Reconciliation of revenue to boepd29 Jan 2022 20:26
I don't think it's nearly as complicated as people are making out.
We know that average boepd in H1 2021 was 2730. That makes in 180 days 491,400 barrels. That's what was produced, not what was sold.
So how many barrels weren't sold?
Well, inventory increased in H1 by $75,364.
This is held at cost, cost being about $5 per. So, that $75,364 equates to 15,072 barrel not sold.
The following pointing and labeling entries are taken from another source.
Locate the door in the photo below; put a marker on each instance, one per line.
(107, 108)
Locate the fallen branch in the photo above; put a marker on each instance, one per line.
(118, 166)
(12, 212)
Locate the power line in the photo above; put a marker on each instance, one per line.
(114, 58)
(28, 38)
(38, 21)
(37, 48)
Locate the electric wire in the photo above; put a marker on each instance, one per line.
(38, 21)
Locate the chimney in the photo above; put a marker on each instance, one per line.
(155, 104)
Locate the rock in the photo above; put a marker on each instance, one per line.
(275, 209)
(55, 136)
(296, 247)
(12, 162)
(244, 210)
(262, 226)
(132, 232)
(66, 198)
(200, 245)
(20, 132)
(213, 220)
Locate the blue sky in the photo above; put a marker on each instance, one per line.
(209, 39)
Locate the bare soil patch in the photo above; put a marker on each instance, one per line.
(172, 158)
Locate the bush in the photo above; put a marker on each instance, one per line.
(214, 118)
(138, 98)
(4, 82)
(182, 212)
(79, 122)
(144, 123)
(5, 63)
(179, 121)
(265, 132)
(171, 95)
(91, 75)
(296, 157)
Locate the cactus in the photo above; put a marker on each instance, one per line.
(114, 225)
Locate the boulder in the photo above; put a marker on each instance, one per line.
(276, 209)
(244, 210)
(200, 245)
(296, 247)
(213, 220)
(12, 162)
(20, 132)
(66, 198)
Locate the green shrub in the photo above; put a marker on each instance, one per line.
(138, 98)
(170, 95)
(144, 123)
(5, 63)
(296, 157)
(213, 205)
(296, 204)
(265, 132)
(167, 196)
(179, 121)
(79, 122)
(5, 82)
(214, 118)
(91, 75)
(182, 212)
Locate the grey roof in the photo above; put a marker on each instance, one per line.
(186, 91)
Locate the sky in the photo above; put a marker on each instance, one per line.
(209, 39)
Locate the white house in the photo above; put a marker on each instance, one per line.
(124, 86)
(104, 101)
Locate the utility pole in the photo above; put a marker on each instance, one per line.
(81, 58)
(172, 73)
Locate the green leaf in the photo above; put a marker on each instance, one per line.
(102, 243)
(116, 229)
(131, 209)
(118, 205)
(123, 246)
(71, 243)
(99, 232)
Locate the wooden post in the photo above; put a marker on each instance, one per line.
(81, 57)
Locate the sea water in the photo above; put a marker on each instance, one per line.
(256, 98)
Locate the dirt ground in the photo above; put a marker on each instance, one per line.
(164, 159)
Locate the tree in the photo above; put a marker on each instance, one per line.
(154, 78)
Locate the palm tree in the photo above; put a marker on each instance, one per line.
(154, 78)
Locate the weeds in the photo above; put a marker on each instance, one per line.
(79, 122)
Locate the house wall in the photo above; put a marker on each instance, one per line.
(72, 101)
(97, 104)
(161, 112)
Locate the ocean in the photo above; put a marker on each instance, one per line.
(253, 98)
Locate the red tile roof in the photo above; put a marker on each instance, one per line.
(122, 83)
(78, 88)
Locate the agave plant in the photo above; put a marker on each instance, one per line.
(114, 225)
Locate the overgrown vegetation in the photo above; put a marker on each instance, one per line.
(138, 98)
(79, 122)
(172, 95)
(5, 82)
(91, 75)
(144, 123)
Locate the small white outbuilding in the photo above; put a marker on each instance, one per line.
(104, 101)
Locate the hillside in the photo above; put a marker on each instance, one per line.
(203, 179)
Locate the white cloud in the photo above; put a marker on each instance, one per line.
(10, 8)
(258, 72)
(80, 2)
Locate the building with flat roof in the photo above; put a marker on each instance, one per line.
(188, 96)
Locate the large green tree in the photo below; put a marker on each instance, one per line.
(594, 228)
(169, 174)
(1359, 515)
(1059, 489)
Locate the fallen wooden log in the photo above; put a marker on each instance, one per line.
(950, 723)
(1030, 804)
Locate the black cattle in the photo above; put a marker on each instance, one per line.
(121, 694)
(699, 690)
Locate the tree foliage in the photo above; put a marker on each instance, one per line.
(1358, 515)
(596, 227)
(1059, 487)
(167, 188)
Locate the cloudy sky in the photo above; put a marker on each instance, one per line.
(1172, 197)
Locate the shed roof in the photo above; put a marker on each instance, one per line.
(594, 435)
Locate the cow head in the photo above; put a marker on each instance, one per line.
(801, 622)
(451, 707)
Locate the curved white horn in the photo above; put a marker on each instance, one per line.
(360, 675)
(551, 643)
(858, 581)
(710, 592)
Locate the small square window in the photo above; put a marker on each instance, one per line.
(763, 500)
So, during H1, c 476K barrel were sold. Approx 80% is oil and 20% gas, oil averaged $63.1 and gas averaged around $20 (I don't have precise average for gas), so revenue looks like this:
476,000 x 0.8 x 63.1 x 0.4253 = $10.2M
476,000 x 0.2 x 20 x 0.4253 = $0.8M
That gives you $11M, which is fairly close to the given revenue for the period of $10.2M.
Similarly for the year (except the change in inventory which we don't yet know). 2327 boepd is c 850K for the year. Again, an 80/20 split with oil at $68.9, gives you this:
850K x 0.8 x 68.9 x 0.4253 = $19.9M
850K x 0.2 x 20 x 0.4253 = $1.4M
That gives you $21.3M , which is again not far off the $19M revenue figure given, especially as I don't know the change in inventory levels.
The small difference could be down to loads of things - increased inventory, discounts/refunds, customers unable to pay, more than average sold when prices where a bit lower, and a bunch of other things that I couldn't possibly know about and there's no reason that I should. As an investor, as long as I can get within an acceptable margin of error, I'm OK with that.
So what we have here is a company valued at £15M.
That made £2M net operating profit in 2021 (current PE of 7.5) and will likely exceed that slightly in 2022 and significantly in 2023.
That has significant upside at AS.
That has c £7M due in from 3 divestments.
That has a healthy balance sheet and only very slightly negative retained earnings.
That hasn't had a placing for 2 years (yes, this is an AIM company if you can believe it).
That has a massive asset in Jamaica with interested parties.